La préfète du Pas-de-Calais a décrété « la fin de la jungle », mais de nombreuses incertitudes demeurent

Fabienne Buccio, préfète du Pas-de-Calais, affirme qu’il en est fini de la jungle, mais pour les associations, l’affirmation est un peu rapide. Il est difficile de connaître pour le moment le nombre exact de récalcitrants, mais on sait déjà que certains exilés ont fait le choix de retourner dans les tentes et abris épargnés par les flammes. Ce n’est plus qu’une question d’heures avant qu’ils ne soient à leur tour délogés ce jeudi, alors que le « nettoyage » de la jungle est en passe de s’intensifier.

CALAIS, FRANCE - OCTOBER 26: Fire breaks out at the Calais 'jungle' camp during the third day of evacuation in Calais, France on October 26, 2016. The camp has been demolished by the French authorities under heavy police protection. Workers are presently destroying temporary shelters inside a perimeter guarded by police. NnoMan Cadoret / Anadolu Agency
Photo AFP

L’histoire de la jungle est-elle sur le point de se répéter ?

« Rien ne permet de savoir si le maintien à Calais de plus de 2 000 forces de l’ordre empêchera les migrants de stationner de nouveau dans cette ville aux portes de l’Angleterre, comme ils le font depuis près de vingt ans. Tout laisse même plutôt pressentir que l’histoire pourrait bien bégayer« , écrit Maryline Baumard, journaliste au Monde. 

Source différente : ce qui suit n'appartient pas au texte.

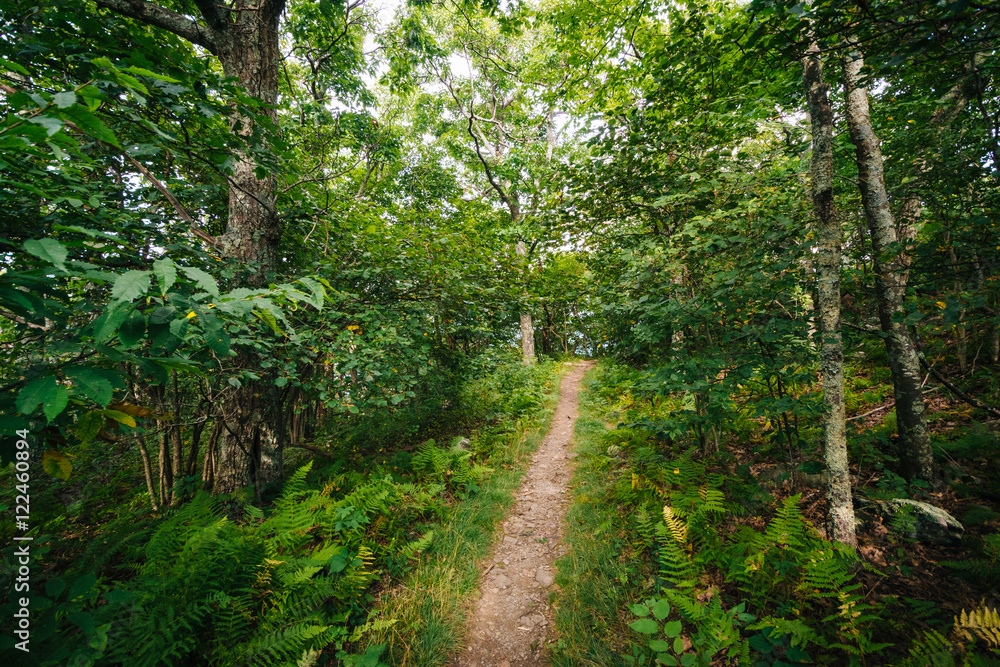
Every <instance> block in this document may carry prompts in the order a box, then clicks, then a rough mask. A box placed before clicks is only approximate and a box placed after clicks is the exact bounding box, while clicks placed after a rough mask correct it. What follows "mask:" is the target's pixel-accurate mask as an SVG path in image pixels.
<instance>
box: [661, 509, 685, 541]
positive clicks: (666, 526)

Pour l’instant selon la préfecture, aucun squat ne s’est établi à Calais ou dans ses environs. En revanche, plusieurs centaines de personnes ont déjà fui la jungle pour un autre camp, celui de Grande-Synthe dans la banlieue dunkerquoise. Damien Carême, maire (EELV) de Dunkerque, déplore cette situation et affirme que le camp de Grande-Synthe a refusé une cinquantaine de personnes chaque jour depuis vendredi dernier. « Fin septembre, le camp comptait 724 migrants. Aujourd’hui, nous sommes à 1 065. En deux week-ends, nous avons accueilli 350 personnes en provenance de Calais. Nous ne pouvons pas être le refuge du démantèlement de la jungle. »

Le camp peut accueillir jusqu’à 1 500 personnes et l’ONG Médecins sans Frontières (qui a contribué à la création de ce lieu) regrette qu’on refuse d’accueillir des exilés en situation de détresse alors qu’il reste de la place.

Autre question encore en suspens : le sort des structures d’accueil pour les mineurs et pour les femmes (le CAP et le centre Jules Ferry). Le gouvernement pourrait décider de les déplacer plus au sud dans les terres. Enfin, « Jean Aribaud, ex-préfet du Nord, et Jérôme Vignon, président de l’Observatoire national de la pauvreté, devraient remettre ces jours-ci un rapport au ministère de l’intérieur pour lui suggérer quelles structures devraient être construites pour éviter de nouvelles jungles », écrit la journaliste.